Objective: To study the effect of Wnt/β-catenin signaling pathway on hypoxia induced proliferation and invasion in lung cancer cell line A549.

Methods: Cultured lung cancer A549 cells were treated with hypoxia for 24 h. The proliferation rates were detected by CCK8; the mRNA and protein expression levels of HIF-1α and β-catenin were detected by RT-PCR and Western blot; the effect of hypoxia on invasion ability of A549 cells were detected with Transwell method.

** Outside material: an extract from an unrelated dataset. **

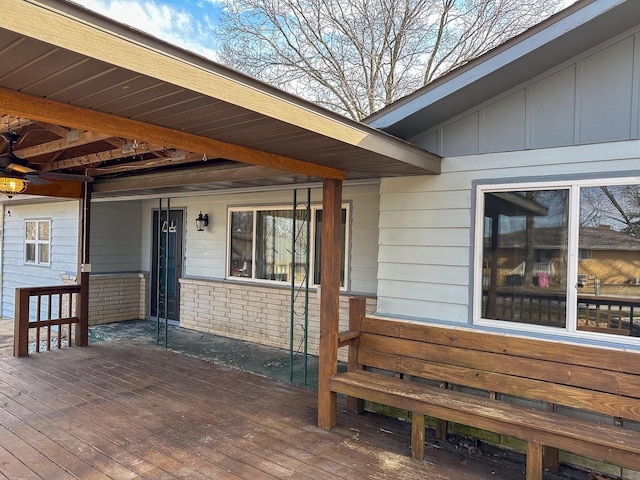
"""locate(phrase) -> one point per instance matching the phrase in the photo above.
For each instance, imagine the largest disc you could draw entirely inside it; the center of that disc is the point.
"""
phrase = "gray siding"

Furthermore, β-catenin siRNA was used to investigate the role of β-catenin on hypoxia induced proliferation and invasion.

Results: The results demonstrated that hypoxia could promote A549 cells proliferation and invasion. The mRNA and protein level of HIF-1α and β-catenin was upregulated by hypoxia treatment, whereas β- catenin siRNA could block these processes.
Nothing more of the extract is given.